32 In Emanuele v Australian Securities Commission (1997) 188 CLR 114, the majority (Dawson, Toohey and Kirby JJ) upheld the subsequent grant of leave to apply for an order that a company be wound up in insolvency notwithstanding that when the order had been made leave had not been sought. They referred to the long standing powers of courts to grant leave nunc pro tunc (see at 188 CLR at 125 per Dawson J agreeing with Toohey J and applying Scholl J in Re Testro Bros Consolidated Limited [1965] VR 18 at 33-35, Toohey J at 128 and 132 and Kirby J at 153). Toohey J referred with approval to what Lord Eldon LC had said in Donne v Lewis (1805) 11 Ves Jun 601 [32 ER 1221 at 1222], namely:
'The Court will enter a Decree nunc pro tunc, if satisfied from its own official documents, that it is only doing now what it would have done then.'
33 Had an application been made on 2 December 2005 for leave to file and serve the amended application and further amended statement of claim against Grant Johnston, there can be no doubt that leave would have been granted. Grant Johnston would then have been made a party to the proceedings in a regular way, notwithstanding that he may later have applied to set aside the grant of leave and his joinder. Any procedural irregularity flowing from the failure to seek such leave, should be cured by an order now regularizing the matter.

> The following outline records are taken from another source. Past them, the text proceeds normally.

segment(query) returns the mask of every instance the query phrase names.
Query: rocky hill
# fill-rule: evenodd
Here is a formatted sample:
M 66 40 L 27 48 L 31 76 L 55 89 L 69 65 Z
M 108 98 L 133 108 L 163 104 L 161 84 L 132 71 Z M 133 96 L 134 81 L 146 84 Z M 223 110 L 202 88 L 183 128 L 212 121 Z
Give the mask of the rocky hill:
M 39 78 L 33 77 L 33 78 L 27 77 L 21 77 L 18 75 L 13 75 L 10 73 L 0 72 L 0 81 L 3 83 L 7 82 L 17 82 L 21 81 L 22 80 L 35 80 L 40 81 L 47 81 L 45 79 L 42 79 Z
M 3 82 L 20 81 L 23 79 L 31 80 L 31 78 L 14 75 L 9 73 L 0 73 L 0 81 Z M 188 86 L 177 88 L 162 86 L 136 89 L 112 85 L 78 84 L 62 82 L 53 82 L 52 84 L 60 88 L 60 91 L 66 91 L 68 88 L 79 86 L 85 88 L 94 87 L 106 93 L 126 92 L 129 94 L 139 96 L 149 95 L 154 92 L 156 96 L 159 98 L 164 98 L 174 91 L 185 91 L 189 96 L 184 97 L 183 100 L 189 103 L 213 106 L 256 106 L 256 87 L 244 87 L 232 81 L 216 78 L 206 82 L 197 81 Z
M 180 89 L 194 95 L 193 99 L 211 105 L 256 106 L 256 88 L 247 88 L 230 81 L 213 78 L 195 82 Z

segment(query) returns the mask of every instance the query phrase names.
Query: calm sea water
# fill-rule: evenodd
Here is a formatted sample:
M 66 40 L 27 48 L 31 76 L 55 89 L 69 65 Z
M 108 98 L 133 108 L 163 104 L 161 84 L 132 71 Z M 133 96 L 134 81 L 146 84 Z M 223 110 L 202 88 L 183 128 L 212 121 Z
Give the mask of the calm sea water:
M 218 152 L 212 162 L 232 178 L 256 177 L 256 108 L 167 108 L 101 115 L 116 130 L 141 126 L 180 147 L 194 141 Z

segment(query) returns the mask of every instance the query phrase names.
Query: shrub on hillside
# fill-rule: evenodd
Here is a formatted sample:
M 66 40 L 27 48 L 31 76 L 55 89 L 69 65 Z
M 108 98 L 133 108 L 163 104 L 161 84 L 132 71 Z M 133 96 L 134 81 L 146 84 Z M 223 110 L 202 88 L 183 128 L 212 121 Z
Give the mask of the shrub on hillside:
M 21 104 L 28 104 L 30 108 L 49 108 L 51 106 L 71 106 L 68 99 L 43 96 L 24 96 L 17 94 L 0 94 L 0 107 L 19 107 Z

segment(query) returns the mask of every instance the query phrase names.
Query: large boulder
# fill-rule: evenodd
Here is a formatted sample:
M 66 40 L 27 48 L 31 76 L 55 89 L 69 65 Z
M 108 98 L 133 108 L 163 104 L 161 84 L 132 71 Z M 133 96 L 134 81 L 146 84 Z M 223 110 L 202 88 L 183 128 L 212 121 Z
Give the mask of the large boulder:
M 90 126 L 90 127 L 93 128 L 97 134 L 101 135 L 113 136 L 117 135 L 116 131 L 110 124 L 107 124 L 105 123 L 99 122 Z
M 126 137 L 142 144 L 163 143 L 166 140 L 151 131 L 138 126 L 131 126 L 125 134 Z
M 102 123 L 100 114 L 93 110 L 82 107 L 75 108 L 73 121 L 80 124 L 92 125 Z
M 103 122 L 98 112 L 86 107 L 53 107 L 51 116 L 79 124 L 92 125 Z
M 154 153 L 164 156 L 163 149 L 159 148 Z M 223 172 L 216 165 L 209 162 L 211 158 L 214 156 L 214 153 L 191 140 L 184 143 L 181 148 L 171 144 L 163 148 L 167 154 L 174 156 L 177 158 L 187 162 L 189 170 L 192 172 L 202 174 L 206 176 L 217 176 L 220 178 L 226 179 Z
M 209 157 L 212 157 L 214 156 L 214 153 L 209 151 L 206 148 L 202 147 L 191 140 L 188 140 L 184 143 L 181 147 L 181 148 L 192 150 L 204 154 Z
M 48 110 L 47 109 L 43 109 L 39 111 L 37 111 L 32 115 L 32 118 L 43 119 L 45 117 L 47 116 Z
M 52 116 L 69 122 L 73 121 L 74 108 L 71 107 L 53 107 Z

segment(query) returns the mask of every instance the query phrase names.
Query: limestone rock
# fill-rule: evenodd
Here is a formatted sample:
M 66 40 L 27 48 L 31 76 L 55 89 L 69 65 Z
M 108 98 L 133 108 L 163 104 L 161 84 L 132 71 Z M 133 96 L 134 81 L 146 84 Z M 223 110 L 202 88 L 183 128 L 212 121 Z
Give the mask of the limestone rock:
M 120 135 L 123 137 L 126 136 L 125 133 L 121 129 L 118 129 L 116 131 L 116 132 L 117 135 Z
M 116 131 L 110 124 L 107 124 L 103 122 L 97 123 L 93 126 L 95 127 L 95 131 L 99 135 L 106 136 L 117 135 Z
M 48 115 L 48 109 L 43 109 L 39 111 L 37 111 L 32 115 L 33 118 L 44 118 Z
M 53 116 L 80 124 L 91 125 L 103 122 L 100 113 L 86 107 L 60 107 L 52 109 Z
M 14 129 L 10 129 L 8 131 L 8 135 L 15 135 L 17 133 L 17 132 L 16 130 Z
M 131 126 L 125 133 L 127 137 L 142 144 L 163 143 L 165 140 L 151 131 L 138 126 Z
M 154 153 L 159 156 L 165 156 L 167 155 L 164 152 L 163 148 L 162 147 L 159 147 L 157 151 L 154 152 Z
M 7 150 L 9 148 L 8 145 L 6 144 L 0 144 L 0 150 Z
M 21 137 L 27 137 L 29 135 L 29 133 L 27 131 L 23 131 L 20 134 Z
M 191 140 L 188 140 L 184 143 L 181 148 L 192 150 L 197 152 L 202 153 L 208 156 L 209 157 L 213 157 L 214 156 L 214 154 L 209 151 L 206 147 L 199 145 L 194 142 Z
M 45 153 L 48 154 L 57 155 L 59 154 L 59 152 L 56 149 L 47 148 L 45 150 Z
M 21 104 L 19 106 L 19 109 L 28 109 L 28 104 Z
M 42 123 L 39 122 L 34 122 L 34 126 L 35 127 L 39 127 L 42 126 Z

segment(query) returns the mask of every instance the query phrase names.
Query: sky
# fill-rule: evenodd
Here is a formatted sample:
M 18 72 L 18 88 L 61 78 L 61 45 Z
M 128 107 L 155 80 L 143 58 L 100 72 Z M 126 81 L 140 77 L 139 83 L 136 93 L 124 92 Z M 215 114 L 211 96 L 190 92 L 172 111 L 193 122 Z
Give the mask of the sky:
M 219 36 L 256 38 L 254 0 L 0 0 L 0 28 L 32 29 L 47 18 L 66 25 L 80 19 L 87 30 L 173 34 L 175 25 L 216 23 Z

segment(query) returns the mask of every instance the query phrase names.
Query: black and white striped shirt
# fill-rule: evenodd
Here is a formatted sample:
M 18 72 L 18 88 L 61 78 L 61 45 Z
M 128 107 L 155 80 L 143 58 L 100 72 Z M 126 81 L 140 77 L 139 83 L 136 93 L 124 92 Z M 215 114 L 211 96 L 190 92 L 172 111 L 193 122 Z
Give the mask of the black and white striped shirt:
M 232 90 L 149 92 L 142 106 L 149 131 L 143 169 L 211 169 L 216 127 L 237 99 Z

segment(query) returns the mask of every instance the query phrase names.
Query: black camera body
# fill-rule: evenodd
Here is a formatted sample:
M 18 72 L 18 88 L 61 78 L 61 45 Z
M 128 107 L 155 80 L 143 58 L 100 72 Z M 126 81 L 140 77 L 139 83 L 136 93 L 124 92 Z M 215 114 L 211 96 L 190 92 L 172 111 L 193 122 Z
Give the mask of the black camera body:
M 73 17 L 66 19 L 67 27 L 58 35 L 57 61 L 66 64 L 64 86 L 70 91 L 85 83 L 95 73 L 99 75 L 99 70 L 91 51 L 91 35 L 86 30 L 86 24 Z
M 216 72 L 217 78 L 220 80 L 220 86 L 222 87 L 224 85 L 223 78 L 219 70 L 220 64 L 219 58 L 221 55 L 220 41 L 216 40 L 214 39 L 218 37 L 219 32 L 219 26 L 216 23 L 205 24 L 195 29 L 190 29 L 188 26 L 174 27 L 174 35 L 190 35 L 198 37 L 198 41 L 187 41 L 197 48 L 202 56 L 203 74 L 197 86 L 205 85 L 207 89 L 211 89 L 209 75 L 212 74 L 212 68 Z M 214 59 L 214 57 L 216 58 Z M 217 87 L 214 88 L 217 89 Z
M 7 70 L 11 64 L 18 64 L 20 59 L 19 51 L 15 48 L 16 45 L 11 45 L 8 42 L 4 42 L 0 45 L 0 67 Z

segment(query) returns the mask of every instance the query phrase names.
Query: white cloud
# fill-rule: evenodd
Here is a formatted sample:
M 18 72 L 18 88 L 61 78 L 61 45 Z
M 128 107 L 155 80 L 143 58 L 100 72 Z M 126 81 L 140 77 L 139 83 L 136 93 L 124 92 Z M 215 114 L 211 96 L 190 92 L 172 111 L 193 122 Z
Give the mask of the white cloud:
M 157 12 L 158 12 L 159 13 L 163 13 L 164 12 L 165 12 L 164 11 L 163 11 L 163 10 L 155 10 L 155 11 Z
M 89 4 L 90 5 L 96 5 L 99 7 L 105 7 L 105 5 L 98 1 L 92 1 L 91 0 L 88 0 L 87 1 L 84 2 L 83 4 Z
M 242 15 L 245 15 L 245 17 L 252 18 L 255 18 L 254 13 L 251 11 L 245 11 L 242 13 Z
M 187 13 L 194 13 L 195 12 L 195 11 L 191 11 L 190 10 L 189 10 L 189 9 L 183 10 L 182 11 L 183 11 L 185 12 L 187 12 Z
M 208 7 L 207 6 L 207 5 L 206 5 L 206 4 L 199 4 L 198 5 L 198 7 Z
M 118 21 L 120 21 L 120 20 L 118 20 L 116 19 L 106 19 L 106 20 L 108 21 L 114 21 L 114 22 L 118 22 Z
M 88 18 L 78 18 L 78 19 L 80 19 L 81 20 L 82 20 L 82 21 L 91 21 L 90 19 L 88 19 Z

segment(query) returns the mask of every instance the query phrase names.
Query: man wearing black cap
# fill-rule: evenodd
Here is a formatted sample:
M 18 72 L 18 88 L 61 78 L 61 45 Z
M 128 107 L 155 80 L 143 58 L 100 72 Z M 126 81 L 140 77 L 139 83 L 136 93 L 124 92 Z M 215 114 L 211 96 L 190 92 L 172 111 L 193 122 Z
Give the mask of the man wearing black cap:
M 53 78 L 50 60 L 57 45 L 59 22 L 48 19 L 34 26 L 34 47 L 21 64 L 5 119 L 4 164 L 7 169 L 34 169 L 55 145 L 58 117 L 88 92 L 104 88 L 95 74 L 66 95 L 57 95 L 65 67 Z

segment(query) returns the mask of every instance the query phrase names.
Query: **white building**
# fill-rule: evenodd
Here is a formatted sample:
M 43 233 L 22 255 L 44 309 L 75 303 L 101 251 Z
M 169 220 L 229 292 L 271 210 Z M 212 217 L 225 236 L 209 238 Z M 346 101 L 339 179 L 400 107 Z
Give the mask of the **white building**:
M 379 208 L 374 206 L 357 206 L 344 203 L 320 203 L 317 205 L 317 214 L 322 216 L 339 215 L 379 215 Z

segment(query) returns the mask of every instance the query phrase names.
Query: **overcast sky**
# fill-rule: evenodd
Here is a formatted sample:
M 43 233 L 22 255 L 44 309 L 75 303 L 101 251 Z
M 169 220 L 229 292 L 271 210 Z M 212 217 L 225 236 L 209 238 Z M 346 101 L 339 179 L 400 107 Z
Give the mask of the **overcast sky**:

34 Although the joinder was irregular, it could not have been a nullity for the reasons given in Berowra Holdings Pty Limited v Gordon (2006) 228 ALR 387. For these reasons, her Honour ought to have ordered that leave be granted to file and serve the amended application and further amended statement of claim filed in the Registry on 2 December 2005 to the extent that they joined Grant Johnston and pleaded causes of action and claims of relief against him (see also Queensland v JL Holdings Pty Limited (1997) 189 CLR 146 at 154-155).
35 It follows that leave to appeal should be granted and the substantive appeal dismissed. But it is necessary to regularize the actual filing of the amended application and further amended statement of claim by granting leave for those documents to have been filed with effect from 2 December 2005. This will protect any rights Grant Johnston has to plead a limitation defence for events which occurred more than six years prior to the time of filing.
36 Leave should be granted to Grant Johnston to file a notice of appeal in the form of a document filed in Court on the hearing of the appeal. Grant Johnston should pay the costs of Vintage and Errol of the application for leave and the appeal. Grant Johnston should be ordered to file the notice of appeal in the form handed up to the Court at the hearing of the appeal within 7 days.
I certify that the preceding thirty-six (36) numbered paragraphs are a true copy of the Reasons for Judgment herein of the Honourable Justices Tamberlin, Jacobson and Rares.